Development of Forked Divergence Particle Swarm Optimization with Exploration and Exploitation

Fukuhara S and Arakawa M

Published on: 2025-07-15

Abstract

There are more and more issues, requirements, and complexities that engineering design problems must take into account in industrial applications. Therefore, the number of behavior and design variables tends to increase, making optimization problems harder. In such large-scale optimization problems (LSOPs), conventional PSO algorithms often suffer from premature convergence and search stagnation due to the high dimensionality.
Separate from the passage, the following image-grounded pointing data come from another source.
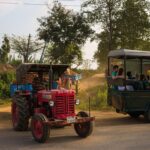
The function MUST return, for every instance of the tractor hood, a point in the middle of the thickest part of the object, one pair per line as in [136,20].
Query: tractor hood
[25,68]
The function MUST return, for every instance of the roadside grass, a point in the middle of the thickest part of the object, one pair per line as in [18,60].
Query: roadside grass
[5,102]
[98,99]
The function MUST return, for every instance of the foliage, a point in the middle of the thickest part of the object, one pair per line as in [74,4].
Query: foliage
[66,31]
[98,98]
[25,47]
[5,80]
[133,24]
[4,50]
[125,24]
[103,12]
[14,62]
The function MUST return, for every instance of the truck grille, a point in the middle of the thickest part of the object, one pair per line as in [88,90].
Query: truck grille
[64,104]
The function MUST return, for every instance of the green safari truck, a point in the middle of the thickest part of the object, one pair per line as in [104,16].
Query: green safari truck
[134,97]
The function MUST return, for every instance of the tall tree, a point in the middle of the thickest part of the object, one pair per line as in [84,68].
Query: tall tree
[104,13]
[133,24]
[65,31]
[25,47]
[4,50]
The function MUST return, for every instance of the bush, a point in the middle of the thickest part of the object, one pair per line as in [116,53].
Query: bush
[5,80]
[98,98]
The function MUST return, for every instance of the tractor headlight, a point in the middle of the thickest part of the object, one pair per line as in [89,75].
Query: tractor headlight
[77,101]
[51,103]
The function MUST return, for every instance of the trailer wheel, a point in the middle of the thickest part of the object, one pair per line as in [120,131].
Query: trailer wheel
[20,113]
[134,115]
[83,129]
[40,131]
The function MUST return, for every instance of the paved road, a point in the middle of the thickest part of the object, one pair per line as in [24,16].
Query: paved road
[112,132]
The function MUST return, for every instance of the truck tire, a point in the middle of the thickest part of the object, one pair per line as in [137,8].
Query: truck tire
[83,129]
[20,113]
[40,131]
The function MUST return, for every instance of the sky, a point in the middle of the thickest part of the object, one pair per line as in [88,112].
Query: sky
[20,19]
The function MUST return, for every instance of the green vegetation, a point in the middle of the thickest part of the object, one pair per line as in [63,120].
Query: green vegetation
[124,24]
[5,80]
[5,102]
[65,32]
[97,96]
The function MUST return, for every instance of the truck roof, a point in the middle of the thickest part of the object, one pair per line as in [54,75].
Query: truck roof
[122,53]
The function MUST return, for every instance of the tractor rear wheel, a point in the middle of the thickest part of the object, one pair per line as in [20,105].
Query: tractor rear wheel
[40,131]
[20,113]
[83,129]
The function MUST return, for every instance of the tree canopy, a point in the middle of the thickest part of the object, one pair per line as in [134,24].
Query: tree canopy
[66,32]
[125,24]
[4,50]
[25,47]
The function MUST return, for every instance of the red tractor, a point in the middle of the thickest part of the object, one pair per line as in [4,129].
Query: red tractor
[36,96]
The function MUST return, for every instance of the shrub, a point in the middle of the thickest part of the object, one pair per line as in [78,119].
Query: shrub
[98,98]
[5,80]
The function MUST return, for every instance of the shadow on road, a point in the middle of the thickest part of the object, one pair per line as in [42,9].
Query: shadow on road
[126,120]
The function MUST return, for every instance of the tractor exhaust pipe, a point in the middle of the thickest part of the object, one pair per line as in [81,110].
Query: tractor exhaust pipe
[50,77]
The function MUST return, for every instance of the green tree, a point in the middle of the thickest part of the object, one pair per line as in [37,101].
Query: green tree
[104,13]
[25,47]
[65,31]
[133,25]
[4,50]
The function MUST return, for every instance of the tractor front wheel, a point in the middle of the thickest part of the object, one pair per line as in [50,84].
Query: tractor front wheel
[40,131]
[83,129]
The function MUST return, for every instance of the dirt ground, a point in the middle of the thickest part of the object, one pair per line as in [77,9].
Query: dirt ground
[111,132]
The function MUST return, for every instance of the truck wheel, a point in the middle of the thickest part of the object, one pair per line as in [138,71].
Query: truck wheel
[83,129]
[20,113]
[39,130]
[134,115]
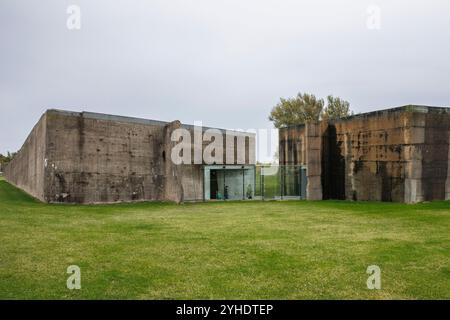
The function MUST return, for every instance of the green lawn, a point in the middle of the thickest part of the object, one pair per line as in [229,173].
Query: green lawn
[233,250]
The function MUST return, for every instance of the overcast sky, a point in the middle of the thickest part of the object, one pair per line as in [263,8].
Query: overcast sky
[224,62]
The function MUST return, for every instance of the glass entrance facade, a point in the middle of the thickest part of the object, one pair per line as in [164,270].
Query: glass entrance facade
[248,182]
[229,182]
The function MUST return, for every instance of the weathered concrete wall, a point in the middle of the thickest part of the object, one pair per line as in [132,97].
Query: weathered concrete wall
[392,155]
[93,158]
[26,170]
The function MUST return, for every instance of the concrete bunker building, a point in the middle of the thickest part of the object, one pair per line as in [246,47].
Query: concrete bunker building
[88,157]
[400,155]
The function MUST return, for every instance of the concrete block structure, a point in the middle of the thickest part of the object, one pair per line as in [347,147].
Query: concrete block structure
[88,157]
[400,155]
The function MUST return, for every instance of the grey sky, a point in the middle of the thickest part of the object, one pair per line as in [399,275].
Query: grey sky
[225,62]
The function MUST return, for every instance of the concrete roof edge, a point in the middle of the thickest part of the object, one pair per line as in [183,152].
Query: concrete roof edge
[110,117]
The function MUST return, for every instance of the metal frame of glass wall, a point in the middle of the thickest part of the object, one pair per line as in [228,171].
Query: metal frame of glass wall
[228,182]
[250,182]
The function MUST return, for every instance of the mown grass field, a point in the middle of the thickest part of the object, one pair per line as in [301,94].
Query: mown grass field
[233,250]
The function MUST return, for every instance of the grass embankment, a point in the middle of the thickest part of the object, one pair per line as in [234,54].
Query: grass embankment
[233,250]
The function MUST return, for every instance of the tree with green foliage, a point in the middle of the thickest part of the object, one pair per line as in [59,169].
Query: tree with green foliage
[304,107]
[336,108]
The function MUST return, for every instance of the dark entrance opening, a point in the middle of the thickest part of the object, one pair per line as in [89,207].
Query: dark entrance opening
[214,186]
[333,166]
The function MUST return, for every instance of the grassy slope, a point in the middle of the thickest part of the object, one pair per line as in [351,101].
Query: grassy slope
[276,250]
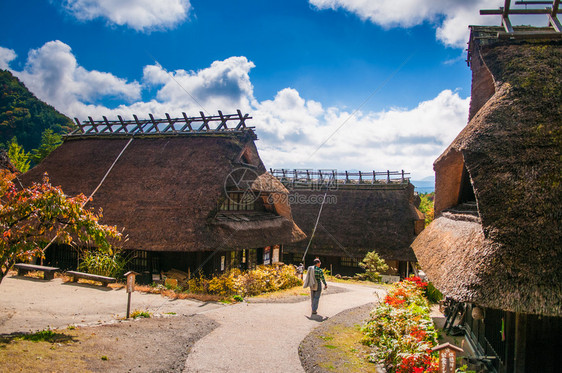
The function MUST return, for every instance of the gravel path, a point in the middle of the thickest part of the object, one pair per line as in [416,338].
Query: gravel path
[202,337]
[265,337]
[29,304]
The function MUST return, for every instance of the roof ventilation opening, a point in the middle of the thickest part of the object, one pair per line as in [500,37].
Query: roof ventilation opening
[467,198]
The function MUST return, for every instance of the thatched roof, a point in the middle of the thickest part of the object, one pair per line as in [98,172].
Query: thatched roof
[6,163]
[166,189]
[355,221]
[510,257]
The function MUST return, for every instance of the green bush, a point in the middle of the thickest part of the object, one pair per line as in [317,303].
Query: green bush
[104,263]
[433,294]
[373,265]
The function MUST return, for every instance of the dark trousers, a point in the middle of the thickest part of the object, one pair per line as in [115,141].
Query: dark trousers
[315,297]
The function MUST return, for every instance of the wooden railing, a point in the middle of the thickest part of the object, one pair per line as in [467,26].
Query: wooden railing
[168,125]
[334,179]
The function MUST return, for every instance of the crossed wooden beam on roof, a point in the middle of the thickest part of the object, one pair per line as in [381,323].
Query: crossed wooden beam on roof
[506,10]
[168,125]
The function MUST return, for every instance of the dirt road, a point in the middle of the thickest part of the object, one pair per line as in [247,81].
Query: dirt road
[265,337]
[245,337]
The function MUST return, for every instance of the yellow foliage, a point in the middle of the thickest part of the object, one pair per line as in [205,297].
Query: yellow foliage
[263,279]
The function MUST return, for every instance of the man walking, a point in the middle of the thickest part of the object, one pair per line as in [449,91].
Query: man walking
[314,280]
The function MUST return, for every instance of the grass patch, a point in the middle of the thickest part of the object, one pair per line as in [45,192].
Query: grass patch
[294,291]
[144,314]
[358,282]
[345,351]
[45,350]
[177,295]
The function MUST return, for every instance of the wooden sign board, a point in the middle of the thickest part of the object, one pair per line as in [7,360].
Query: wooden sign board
[447,357]
[131,281]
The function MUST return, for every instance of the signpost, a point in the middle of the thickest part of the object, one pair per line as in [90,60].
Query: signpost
[447,357]
[130,288]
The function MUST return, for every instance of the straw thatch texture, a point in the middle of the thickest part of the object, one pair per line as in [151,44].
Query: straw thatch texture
[6,163]
[512,150]
[165,191]
[359,220]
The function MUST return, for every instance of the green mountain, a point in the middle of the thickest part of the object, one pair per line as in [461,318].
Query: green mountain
[25,116]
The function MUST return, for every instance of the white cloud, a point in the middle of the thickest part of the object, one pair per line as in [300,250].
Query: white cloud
[451,17]
[6,56]
[141,15]
[291,128]
[53,74]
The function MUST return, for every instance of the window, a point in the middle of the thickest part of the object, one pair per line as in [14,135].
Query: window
[239,201]
[348,262]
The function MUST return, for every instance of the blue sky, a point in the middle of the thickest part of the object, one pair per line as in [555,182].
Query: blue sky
[300,68]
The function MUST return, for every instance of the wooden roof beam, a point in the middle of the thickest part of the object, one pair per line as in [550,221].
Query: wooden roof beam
[80,126]
[139,125]
[123,125]
[170,125]
[205,124]
[187,123]
[107,126]
[223,121]
[154,124]
[94,126]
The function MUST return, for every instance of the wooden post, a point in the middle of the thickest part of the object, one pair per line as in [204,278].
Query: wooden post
[520,341]
[130,288]
[447,357]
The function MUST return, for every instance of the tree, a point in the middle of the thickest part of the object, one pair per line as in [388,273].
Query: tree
[426,206]
[49,142]
[18,156]
[31,217]
[373,265]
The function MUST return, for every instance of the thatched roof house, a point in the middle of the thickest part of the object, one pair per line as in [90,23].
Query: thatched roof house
[359,216]
[179,186]
[497,240]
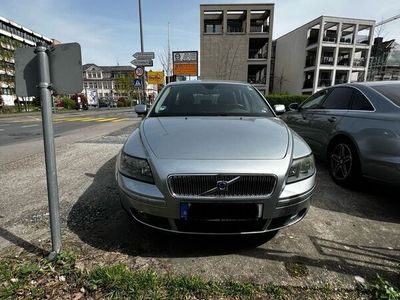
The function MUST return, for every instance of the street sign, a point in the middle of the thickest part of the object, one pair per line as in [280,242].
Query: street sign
[185,63]
[139,71]
[37,69]
[144,55]
[155,77]
[65,70]
[142,62]
[137,82]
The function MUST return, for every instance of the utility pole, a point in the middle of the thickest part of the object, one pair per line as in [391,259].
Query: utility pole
[142,50]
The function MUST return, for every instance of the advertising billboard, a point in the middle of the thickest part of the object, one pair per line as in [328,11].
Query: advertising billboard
[185,63]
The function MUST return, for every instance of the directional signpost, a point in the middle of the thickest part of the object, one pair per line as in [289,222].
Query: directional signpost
[38,71]
[142,60]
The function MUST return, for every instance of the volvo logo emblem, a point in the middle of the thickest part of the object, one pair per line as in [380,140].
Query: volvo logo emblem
[222,185]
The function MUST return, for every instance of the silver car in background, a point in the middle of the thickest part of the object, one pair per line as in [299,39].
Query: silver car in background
[355,127]
[213,158]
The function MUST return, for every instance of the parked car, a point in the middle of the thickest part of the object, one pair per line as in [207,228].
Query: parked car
[213,158]
[355,127]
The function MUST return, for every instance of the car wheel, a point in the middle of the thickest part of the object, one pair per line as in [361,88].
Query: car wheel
[344,163]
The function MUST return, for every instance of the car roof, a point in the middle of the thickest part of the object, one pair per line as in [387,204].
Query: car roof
[207,81]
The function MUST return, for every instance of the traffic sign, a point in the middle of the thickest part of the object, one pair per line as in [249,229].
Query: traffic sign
[144,55]
[155,77]
[142,62]
[137,82]
[139,71]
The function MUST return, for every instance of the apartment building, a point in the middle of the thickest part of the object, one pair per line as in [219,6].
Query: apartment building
[384,63]
[12,36]
[102,80]
[235,42]
[321,53]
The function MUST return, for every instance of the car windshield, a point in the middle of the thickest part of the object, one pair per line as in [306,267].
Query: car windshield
[211,99]
[390,91]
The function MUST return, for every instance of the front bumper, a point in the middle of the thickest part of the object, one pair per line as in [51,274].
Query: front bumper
[148,205]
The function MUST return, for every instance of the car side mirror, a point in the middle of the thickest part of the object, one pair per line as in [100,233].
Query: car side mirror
[141,109]
[293,106]
[279,109]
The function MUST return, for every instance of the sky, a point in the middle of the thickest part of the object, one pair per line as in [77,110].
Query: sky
[108,30]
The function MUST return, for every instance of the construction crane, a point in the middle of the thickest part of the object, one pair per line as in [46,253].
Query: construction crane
[387,21]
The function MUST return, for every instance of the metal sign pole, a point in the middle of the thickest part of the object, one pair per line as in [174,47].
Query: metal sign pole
[49,148]
[142,50]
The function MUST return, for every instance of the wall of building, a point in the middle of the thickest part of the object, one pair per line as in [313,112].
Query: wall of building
[290,61]
[225,55]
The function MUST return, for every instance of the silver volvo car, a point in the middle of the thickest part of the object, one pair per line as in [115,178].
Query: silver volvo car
[213,158]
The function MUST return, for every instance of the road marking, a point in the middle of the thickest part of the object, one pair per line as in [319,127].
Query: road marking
[27,126]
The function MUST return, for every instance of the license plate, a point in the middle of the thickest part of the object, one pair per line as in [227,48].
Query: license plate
[185,210]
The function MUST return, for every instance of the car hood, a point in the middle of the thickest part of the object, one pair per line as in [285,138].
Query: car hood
[219,138]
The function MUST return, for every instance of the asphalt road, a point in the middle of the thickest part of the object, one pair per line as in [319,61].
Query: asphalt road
[346,234]
[23,128]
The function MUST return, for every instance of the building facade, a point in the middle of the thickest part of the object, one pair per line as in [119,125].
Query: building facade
[12,36]
[384,63]
[103,80]
[235,43]
[321,53]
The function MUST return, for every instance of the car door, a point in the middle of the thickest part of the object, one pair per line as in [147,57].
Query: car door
[327,117]
[300,119]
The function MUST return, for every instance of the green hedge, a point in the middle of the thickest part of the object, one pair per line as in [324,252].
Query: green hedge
[285,99]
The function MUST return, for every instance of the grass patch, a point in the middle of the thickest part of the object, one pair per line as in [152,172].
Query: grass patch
[38,279]
[382,289]
[296,269]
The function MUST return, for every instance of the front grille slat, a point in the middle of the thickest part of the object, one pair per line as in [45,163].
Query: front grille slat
[245,186]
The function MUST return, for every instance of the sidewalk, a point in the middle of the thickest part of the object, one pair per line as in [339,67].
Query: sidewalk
[92,111]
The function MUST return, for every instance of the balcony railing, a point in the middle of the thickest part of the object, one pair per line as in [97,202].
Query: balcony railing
[253,79]
[329,39]
[310,61]
[324,82]
[359,62]
[257,54]
[327,60]
[308,84]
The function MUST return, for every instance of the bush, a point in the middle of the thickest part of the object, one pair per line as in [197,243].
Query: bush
[285,99]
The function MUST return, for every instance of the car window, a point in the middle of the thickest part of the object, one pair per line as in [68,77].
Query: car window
[339,98]
[315,100]
[203,99]
[390,91]
[360,102]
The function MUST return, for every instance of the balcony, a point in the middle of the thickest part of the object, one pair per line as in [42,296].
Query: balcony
[257,74]
[258,48]
[259,21]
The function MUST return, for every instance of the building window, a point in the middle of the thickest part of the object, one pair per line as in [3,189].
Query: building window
[341,77]
[360,58]
[257,74]
[363,34]
[236,21]
[258,48]
[213,21]
[344,57]
[311,58]
[259,21]
[330,32]
[325,78]
[357,76]
[347,34]
[308,80]
[312,35]
[327,56]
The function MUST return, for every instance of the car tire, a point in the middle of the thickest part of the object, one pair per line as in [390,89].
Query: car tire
[344,166]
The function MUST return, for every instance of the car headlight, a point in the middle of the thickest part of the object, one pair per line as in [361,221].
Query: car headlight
[136,168]
[301,168]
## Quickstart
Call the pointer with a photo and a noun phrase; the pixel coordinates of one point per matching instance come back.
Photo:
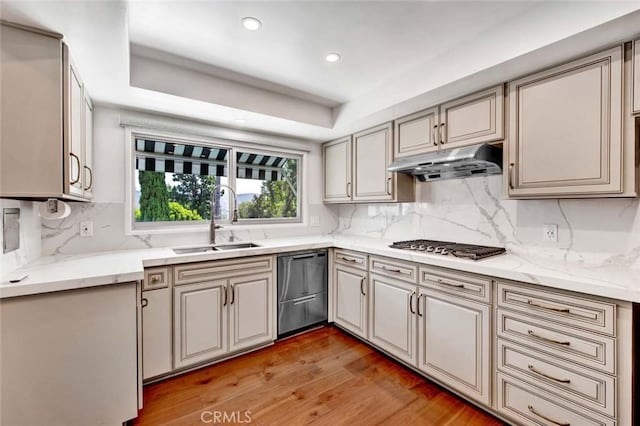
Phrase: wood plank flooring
(323, 377)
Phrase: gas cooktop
(444, 248)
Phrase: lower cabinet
(455, 342)
(392, 320)
(350, 306)
(156, 332)
(217, 317)
(200, 322)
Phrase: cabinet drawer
(567, 309)
(475, 287)
(393, 268)
(530, 405)
(573, 345)
(351, 258)
(202, 271)
(581, 385)
(156, 278)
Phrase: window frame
(136, 228)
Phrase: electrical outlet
(86, 229)
(550, 232)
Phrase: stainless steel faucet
(234, 217)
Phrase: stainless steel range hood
(475, 160)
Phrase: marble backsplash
(591, 231)
(60, 237)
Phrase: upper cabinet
(566, 132)
(472, 119)
(636, 76)
(355, 169)
(46, 128)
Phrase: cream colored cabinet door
(336, 157)
(200, 322)
(372, 154)
(350, 305)
(472, 119)
(416, 133)
(392, 317)
(565, 129)
(636, 77)
(454, 343)
(156, 332)
(250, 310)
(75, 109)
(87, 163)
To address these challenges, we propose Forked Divergence Particle Swarm Optimization with Exploration and Exploitation (FDPSO-EE). The proposed method introduces a dual-population structure in which the swarm is divided into two subgroups: one for exploration and another for exploitation. These groups operate in parallel and interact to maintain search diversity and precision. Furthermore, a dimensionality reduction mechanism is employed, allowing each particle to focus on a reduced subspace during optimization. Extensive experiments on 128-dimensional benchmark functions demonstrate that FDPSO-EE significantly outperforms existing algorithms such as SPSO, FDPSO, RIPSO, BLX-α, and SPLX. The proposed method achieves lower mean objective values and standard deviations, particularly on multimodal functions, showing strong global search ability and convergence accuracy. These results highlight the effectiveness of FDPSO-EE in solving complex LSOPs with both robustness and efficiency.